Howard et al., Proceedings of the National Academy of Sciences, 2013
Production of fuel-grade alkanes from ingested fatty acids by engineered E. coli.
Is the fuel of the future … in our stomachs? Ew!
This is Sandra Tsing Loh with the Loh Down on Science.
E. coli, our most famous gut bacteria, gets a bad rap. While some strains cause food poisoning, most are entirely harmless. Overall, E. coli is just like us, in that it eats some things and excretes others. When it munches on certain fats, for instance, it oozes carbon-hydrogen chains called alkanes. That’s the stuff of fuels like gasoline. But in totally different, unusable forms.
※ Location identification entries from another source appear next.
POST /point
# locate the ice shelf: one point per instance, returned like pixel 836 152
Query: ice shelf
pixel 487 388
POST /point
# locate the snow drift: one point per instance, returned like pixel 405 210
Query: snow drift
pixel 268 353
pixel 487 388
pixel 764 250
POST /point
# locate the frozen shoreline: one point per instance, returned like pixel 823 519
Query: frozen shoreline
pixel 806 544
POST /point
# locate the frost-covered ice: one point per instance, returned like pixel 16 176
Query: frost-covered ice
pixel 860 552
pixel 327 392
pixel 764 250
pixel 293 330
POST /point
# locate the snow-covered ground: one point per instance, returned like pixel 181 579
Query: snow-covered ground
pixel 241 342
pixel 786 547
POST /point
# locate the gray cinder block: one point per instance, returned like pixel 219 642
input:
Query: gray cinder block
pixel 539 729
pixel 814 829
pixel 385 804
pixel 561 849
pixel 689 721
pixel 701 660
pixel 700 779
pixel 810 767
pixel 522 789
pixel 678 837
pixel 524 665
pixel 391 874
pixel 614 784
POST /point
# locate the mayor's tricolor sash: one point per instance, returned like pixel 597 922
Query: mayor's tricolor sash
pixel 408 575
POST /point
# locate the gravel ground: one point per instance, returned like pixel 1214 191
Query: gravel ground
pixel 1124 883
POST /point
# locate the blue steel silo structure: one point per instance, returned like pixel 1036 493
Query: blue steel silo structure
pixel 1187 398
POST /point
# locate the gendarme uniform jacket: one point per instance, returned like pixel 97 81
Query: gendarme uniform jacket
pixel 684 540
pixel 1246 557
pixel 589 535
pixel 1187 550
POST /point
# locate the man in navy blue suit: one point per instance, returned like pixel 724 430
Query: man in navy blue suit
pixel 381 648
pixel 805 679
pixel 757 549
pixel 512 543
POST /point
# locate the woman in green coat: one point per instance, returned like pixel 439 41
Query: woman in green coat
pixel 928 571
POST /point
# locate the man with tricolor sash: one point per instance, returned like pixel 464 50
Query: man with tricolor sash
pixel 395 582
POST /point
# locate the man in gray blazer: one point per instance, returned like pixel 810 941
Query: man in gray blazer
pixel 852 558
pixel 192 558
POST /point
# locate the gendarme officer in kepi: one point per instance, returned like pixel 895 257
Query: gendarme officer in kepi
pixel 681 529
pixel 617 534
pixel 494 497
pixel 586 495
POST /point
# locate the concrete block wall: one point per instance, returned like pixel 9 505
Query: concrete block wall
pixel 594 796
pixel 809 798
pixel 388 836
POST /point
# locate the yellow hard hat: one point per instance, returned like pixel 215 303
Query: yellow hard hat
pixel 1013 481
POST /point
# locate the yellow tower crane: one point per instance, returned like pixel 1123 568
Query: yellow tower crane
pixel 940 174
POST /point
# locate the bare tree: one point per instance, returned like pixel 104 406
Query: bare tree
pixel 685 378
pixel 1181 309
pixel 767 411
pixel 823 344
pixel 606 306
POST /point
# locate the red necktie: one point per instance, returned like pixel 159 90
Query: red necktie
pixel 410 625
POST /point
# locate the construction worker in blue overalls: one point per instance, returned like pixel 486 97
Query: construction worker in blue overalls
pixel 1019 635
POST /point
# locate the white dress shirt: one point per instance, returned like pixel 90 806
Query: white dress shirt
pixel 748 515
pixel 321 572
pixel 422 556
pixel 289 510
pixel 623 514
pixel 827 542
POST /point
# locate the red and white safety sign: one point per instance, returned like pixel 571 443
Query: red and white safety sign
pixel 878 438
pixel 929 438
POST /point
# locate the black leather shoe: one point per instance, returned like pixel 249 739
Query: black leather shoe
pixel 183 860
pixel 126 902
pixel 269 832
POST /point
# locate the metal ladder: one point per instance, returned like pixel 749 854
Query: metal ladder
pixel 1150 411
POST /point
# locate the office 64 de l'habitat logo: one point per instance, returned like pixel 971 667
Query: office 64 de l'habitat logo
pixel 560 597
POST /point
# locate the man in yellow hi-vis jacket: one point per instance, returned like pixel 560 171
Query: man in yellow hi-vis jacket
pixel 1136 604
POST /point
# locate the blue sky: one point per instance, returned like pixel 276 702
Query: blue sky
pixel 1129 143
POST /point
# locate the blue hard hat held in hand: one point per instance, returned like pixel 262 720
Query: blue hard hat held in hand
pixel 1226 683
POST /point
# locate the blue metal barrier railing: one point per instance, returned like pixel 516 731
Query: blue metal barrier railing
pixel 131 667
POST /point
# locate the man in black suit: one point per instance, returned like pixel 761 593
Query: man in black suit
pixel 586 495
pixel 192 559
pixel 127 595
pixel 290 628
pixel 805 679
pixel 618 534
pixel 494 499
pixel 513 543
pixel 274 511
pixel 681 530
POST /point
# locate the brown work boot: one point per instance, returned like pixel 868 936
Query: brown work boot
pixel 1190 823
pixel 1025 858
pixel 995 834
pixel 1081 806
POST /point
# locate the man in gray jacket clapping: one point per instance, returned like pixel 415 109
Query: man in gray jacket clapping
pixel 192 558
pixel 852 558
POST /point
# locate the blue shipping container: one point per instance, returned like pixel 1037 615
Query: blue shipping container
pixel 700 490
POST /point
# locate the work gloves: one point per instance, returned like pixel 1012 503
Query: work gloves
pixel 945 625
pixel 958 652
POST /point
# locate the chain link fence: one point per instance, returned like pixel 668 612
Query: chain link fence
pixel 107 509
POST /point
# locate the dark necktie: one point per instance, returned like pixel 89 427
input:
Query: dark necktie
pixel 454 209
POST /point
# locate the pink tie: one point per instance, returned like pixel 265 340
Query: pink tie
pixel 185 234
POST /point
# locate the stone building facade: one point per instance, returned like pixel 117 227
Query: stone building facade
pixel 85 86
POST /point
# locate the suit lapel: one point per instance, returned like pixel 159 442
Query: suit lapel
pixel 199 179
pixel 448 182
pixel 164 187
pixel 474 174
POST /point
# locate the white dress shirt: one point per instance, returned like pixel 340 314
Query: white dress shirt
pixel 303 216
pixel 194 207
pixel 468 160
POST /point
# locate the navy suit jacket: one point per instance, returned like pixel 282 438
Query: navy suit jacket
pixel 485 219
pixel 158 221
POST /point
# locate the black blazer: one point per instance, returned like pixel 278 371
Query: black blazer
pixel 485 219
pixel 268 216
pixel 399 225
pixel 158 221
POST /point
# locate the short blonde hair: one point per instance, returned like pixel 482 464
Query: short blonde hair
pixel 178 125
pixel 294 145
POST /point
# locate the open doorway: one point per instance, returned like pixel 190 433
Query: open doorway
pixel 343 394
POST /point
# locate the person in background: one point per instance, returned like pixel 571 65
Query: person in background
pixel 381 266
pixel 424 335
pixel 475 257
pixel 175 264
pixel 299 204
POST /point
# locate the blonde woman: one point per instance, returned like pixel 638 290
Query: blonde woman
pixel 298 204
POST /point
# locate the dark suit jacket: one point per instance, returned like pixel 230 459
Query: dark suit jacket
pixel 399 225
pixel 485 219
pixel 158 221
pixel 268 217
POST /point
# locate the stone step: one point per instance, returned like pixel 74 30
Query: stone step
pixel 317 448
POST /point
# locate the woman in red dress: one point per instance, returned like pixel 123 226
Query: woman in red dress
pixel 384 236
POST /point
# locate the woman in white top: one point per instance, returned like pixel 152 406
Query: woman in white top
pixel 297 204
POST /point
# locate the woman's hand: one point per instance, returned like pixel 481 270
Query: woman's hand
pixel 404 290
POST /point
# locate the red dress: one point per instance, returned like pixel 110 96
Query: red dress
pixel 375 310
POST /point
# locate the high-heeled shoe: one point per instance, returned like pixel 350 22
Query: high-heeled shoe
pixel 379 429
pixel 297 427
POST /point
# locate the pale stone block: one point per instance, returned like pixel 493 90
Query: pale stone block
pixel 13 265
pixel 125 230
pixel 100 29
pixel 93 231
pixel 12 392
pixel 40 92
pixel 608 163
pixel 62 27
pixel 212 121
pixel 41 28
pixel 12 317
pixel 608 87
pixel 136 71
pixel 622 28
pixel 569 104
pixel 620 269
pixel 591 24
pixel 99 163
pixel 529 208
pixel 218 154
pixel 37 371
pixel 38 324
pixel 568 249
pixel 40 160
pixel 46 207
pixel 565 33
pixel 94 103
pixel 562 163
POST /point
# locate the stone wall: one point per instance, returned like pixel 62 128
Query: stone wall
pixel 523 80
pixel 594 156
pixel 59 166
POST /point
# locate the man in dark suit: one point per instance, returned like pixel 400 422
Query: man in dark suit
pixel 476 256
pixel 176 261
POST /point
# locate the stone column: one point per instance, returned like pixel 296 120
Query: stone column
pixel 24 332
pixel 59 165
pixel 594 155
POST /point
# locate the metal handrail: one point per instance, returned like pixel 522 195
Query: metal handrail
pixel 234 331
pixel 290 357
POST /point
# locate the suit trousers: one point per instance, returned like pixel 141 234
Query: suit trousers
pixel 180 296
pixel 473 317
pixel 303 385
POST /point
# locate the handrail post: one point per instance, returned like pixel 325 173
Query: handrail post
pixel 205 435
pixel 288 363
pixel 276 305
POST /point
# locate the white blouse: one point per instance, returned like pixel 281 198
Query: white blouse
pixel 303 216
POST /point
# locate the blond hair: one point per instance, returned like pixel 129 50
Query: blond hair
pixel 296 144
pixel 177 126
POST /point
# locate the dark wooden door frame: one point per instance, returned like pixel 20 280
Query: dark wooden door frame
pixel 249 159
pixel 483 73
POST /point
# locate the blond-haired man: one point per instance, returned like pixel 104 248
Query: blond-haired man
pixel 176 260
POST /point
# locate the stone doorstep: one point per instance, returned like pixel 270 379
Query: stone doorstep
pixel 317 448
Enter John Love from the University of Exeter. He took metabolism-related genes from various bacteria. He then cleverly placed them in E. coli cells to rework the cells' digestive plumbing. One gene helps pre-digest fats into the branched forms needed to make fuel. Another snips these into the correct lengths. Finally, a four-gene complex refines the fats into the exact molecules that flow at the pump!
Unlike today’s biofuels, this product is totally compatible with existing engines! If successful, the Lilliputian pipelines could one day pump out an endless stream of readymade fuel.
They say an army runs on its stomach. Perhaps soon your car can!